The first type of simple linear regression (SLR) is that with a single quantitative predictor. It always has the form
\[ Y = \beta_0 + \beta_1X \]
Where:
Here we construct a model predicting penguin body mass from flipper length
penguin <- read.csv("https://collinn.github.io/data/penguins.csv")
lm(body_mass_g ~ bill_length_mm, penguin)
##
## Call:
## lm(formula = body_mass_g ~ bill_length_mm, data = penguin)
##
## Coefficients:
## (Intercept) bill_length_mm
## 388.8 86.8
Question 0: Write the equation for this model based on the output above
Question 1: Based on this, does there appear to be a positive or linear relationship between bill length and body mass?
Question 2: If a penguin’s bill length increased by 2mm, what would be the projected increase in body mass?
Question 3: What is the predicted body mass of a penguin that has a bill length of 44mm?
Question 4: What does it mean if the \(R^2\) value for this model is \(R^2 = 0.347\)?
This is just like SLR with a quantiative variable, except now our explanatory variable is categorical.

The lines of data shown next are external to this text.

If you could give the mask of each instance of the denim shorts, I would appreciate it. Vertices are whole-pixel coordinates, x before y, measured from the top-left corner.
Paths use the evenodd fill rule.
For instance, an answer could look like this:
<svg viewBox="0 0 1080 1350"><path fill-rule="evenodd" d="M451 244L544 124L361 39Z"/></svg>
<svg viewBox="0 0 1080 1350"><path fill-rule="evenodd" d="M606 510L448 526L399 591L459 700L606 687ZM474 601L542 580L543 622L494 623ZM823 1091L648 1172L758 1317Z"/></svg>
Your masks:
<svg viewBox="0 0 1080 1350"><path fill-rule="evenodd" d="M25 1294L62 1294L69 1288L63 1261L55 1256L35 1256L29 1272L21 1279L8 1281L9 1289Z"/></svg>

It will always be of the form (e.g.,)
\[ Y = \beta_0 + \beta_1 \mathbb{1}_{B} + \beta_2 \mathbb{1}_{C} \]
Where:
Where
\[ \mathbb{1}_B = \cases{1 \quad \text{in category B} \\ 0 \quad \text{not in category B}} \] Remember: any value can serve as the reference variable
First consider the values for the variables species and sex:
with(penguin, table(species, sex))
## sex
## species female male
## Adelie 73 73
## Chinstrap 34 34
## Gentoo 58 61
Additionally, consider two separate linear models
Model 1:
lm(body_mass_g ~ species, penguin)
##
## Call:
## lm(formula = body_mass_g ~ species, data = penguin)
##
## Coefficients:
## (Intercept) speciesChinstrap speciesGentoo
## 3706.2 26.9 1386.3
Model 2:
lm(body_mass_g ~ species + sex, penguin)
##
## Call:
## lm(formula = body_mass_g ~ species + sex, data = penguin)
##
## Coefficients:
## (Intercept) speciesChinstrap speciesGentoo sexmale
## 3372.4 26.9 1377.9 667.6
Question 1: What is the reference category in Model 1?
Question 2: From Model 1, which two species appear to be the closest in mass? How can you tell?

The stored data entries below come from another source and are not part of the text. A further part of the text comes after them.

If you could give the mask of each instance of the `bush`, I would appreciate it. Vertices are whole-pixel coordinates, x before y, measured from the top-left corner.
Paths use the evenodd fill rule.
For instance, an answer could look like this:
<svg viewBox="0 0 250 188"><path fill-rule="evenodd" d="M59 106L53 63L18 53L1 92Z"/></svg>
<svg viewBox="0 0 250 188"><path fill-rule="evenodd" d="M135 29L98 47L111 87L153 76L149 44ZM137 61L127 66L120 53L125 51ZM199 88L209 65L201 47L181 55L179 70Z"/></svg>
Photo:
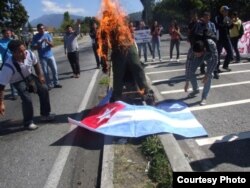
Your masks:
<svg viewBox="0 0 250 188"><path fill-rule="evenodd" d="M157 188L172 187L172 170L160 139L147 137L142 142L141 151L150 161L148 176L158 184Z"/></svg>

Question 3: Rewrite the equation for Model 1 so that Chinstrap penguins are the reference value
Question 4: What is the reference variable(s) in Model 2?
Question 5: Based on Model 2, what is the predicted difference in mass between a male chinstrap penguin and a female gentoo penguin?
Question 6: The \(R^2\) value for Model 1 is \(R^2 = 0.67\), while \(R^2 = 0.84\). What does this suggest about adding sex as a variable to Model 2?